Ведь даже находясь под действием морфия, я в состоянии подсчитать, что доктор Вебер на работе уже не меньше 16 часов. И пусть даже университетская клиника в Джорджтауне входит в число лучших американских больниц и арабские принцы едут через полмира, чтобы лечиться именно здесь, абсолютно измотанный врач внушает мне страх.
"Не волнуйтесь, - говорит доктор Вебер, - у нас в отношении рабочего времени очень строго. Здесь ни один врач не может работать больше 80 часов в неделю". Это меня не успокаивает. Однако сопротивляться бесполезно. Я еще слабо протестую, а затем проваливаюсь в темноту.
Когда сознание вернулось, я обнаруживаю себя лежащим в двухместной палате. Семь часов утра, и у моей кровати стоит госпожа доктор Вебер. "Вы все еще здесь", - говорю я. "Нет, - отвечает она, устало улыбаясь, - уже здесь. Операция прошла успешно, и я успела съездить домой".
Когда меня выпишут? Если мне очень хочется, слышу я в ответ, еще на одну ночь я могу остаться в больнице. И, конечно, еще на три дня мне дадут освобождение от работы. Когда я рассказываю, что в Германии в подобной ситуации больничный дают на две недели, я встречаю недоверчивый взгляд: "Это правда?"
Еще большее удивление вызывает мое желание остаться в больнице еще на один день: "Здесь не гостиница. Два койкодня после удаления аппендицита не оплатит ни одна страховая компания в мире". Тем не менее я настаиваю на том, чтобы еще на один день остаться в больнице, где при первоклассном уходе - ни одной медсестре не приходится заботиться больше чем о пяти пациентах - мне удается хорошо отдохнуть.
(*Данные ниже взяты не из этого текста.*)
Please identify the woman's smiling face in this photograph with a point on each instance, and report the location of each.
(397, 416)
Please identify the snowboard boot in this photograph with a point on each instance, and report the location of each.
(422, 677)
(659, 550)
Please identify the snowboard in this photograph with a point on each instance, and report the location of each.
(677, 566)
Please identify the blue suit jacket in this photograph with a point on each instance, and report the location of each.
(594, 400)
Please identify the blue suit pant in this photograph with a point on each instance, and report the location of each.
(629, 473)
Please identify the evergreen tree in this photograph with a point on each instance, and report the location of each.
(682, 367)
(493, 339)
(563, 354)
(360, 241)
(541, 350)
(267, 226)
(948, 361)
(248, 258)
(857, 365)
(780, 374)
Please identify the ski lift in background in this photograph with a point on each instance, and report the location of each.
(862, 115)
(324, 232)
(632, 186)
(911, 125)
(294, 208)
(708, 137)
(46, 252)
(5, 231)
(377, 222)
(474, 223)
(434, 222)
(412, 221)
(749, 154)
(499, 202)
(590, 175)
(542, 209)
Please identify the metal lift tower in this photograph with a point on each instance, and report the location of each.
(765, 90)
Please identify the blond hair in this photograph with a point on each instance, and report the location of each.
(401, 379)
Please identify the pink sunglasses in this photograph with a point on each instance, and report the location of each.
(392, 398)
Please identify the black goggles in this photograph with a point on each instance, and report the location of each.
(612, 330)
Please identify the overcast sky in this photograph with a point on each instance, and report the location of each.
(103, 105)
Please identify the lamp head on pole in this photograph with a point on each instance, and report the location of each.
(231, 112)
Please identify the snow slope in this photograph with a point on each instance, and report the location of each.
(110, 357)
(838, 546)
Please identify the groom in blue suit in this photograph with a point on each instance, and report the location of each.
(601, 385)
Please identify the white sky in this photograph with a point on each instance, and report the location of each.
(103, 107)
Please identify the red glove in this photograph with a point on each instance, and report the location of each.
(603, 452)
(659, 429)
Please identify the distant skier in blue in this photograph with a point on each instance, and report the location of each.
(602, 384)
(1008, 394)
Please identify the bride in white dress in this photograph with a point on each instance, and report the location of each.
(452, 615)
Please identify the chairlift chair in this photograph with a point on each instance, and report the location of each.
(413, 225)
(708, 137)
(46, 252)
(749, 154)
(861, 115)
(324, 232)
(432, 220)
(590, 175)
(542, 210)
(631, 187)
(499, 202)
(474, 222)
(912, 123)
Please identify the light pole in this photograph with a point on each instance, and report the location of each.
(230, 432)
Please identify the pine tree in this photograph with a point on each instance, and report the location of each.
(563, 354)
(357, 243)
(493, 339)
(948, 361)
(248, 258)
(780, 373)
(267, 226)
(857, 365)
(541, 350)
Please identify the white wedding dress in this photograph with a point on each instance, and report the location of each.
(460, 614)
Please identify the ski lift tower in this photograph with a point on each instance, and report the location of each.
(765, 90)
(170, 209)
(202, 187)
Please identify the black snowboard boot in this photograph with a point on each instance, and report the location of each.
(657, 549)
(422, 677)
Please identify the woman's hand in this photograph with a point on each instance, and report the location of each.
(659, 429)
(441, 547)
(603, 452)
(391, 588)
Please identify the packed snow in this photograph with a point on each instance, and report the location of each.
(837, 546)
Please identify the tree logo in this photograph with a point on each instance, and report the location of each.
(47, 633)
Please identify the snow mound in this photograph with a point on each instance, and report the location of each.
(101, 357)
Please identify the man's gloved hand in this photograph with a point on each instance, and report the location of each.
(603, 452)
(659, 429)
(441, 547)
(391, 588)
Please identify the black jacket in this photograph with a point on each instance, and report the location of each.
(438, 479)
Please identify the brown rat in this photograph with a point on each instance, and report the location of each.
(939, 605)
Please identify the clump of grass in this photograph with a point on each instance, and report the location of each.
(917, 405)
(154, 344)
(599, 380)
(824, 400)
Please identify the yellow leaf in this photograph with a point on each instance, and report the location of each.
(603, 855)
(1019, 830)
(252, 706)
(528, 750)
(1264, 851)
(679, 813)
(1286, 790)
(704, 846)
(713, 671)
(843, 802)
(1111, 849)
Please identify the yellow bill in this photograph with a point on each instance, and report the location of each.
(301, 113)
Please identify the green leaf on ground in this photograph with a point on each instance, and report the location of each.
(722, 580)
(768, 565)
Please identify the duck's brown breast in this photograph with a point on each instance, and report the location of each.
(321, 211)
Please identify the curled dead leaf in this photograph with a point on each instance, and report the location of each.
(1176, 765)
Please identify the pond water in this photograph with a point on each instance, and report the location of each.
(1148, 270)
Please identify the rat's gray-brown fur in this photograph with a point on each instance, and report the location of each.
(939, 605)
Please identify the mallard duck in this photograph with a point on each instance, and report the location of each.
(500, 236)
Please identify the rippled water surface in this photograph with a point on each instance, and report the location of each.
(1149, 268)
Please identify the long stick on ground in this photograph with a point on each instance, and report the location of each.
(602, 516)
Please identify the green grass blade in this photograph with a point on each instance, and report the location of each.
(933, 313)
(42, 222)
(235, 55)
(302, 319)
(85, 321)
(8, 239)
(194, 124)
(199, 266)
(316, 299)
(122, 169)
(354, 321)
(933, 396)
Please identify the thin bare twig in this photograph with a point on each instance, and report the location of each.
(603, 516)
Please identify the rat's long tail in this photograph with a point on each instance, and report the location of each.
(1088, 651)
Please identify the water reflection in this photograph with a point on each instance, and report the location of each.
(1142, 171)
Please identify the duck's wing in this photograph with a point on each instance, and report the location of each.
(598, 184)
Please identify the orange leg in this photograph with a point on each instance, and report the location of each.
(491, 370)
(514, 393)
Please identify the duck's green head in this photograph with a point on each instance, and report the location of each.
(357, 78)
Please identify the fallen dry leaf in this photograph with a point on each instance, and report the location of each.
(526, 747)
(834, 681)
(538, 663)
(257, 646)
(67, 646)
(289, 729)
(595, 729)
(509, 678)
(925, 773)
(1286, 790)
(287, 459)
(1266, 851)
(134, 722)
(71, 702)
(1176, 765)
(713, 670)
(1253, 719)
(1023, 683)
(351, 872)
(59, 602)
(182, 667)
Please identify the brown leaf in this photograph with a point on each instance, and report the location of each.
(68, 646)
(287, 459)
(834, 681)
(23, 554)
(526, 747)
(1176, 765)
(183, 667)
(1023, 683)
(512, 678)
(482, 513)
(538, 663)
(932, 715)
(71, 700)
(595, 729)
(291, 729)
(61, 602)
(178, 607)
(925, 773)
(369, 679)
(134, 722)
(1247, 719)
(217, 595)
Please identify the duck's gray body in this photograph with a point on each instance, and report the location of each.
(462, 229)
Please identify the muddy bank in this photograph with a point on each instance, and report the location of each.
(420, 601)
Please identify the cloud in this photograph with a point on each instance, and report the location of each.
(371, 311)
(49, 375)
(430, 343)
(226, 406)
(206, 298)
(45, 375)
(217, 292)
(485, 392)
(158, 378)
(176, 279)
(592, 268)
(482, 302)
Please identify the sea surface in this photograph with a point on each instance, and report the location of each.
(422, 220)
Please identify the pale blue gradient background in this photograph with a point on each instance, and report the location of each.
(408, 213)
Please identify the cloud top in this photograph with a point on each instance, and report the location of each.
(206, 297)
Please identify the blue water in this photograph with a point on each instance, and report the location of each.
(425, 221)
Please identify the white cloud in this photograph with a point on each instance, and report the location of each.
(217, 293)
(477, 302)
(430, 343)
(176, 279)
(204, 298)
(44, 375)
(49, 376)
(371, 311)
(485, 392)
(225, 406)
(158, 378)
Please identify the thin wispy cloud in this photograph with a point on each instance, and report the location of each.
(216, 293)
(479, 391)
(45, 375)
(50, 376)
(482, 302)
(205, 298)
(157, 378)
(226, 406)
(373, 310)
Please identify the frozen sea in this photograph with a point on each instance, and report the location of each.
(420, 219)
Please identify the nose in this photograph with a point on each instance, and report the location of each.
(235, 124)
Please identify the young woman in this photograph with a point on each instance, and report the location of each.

И вот мое краткое пребывание в больнице закончилось, и я получаю счет - 19 632,46 доллара. Самая большая сумма - за использование операционной - около 5000 долларов, за компьютерную томографию приходится выложить почти 3000, а гонорар хирурга, напротив, выглядит скромно - 1500 долларов.
Лечение не зависит от наличия денег: любого другого пациента, оказавшегося в подобном положении, прооперировали бы, даже имея с самого начала сомнения в его платежеспособности, рассказали мне в больнице. Но в этом случае потом деньги взыскиваются через судебного исполнителя. А поскольку около 45 миллионов человек в Соединенных Штатах не имеют никакой медицинской страховки, то удаление аппендикса может стать для них причиной финансовой катастрофы.
В моем случае лечение оплатила страховая компания в Германии. Разумеется, она еще собирается вести переговоры с больницей. "Около 10% можно будет скинуть", - считают страховщики. Им это известно по многолетнему личному опыту.